The housing developer has outstanding planning permission to build 11 houses and 12 flats at the site but these cannot be finished until Helenslee House is repaired, restored and converted to the satisfaction of the planning committee. The historic house is run down and has been targeted by vandals and firebugs and the housing firm claims it is ‘no longer possible’ to comply with the conditions.

But a report set to go before the council’s planning committee states that the council understands Historic Scotland believe the house ‘remains capable of restoration’.

The report refers to an assessment the developer commissioned by an independent consultant which found the building has fire and water damage, but ‘no obvious signs of major structural issues and the building would therefore be capable of re-use and conversion following careful structural interventions’.

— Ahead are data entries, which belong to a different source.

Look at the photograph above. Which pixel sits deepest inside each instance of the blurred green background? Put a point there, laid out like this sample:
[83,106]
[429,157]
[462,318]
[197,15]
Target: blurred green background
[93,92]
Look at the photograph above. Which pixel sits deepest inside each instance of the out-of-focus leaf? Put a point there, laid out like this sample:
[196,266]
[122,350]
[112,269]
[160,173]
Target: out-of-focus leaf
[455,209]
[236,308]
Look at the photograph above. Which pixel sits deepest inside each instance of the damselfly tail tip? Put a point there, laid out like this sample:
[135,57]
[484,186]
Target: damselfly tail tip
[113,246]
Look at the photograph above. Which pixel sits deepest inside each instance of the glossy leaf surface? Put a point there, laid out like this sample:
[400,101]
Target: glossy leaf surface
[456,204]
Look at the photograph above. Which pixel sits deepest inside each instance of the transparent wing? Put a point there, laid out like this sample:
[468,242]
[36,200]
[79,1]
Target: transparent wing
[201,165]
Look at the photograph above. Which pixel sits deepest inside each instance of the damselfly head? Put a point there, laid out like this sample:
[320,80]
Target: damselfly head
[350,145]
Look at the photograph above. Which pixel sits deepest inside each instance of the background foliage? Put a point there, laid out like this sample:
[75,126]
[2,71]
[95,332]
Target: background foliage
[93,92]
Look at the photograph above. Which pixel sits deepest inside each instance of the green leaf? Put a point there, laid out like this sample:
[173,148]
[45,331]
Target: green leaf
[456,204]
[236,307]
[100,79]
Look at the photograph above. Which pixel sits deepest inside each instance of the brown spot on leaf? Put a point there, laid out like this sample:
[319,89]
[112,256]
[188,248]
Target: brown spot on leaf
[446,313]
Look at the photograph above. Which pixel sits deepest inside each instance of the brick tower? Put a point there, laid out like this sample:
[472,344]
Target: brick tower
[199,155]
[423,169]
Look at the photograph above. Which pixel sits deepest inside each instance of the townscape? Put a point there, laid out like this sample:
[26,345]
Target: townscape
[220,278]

It continues: “However, the assessment also recognised that restoration of the building would be extremely expensive. The assessment estimates the likely cost of restoring and converting the building as £2 million and concludes that the cost of the works would substantially exceed the income generated from sale of the resultant flats.” The report reveals that the housing firm’s debt on the site, if it were to vacate with no further development, stands at £4.14 million and it claims if it was to knock down Helenslee House and develop the rest of the site it would have to build 30 more houses to claw back the cost.

The council’s director of infrastructure and regeneration, Richard Cairns, recommends councillors refuse permission to drop the conditions when they decide on the issue at today's meeting.

In the report, he said: “The restoration and conversion of the ‘B’ listed Helenslee House is important to the character and amenity of the Kirktonhill Conservation Area and is an integral part of the wider Keil School redevelopment.

“The new houses and flats built within the grounds were allowed primarily as a means of enabling this restoration to take place. Were the conditions to be removed, this would result in the completion of almost all of the ‘enabling’ development without it having made any contribution towards the restoration of the listed building, and it would leave insufficient value in the few remaining undeveloped parts of the site to cover the costs of restoration.

“In practice, this would amount to accepting that the listed building need not be restored and would very probably result in its continued dereliction and eventual demolition. It would also be premature, in the absence of an application for listed building consent.

It is therefore recommended that the conditions preventing completion of the final 11 houses and 12 flats should be retained.”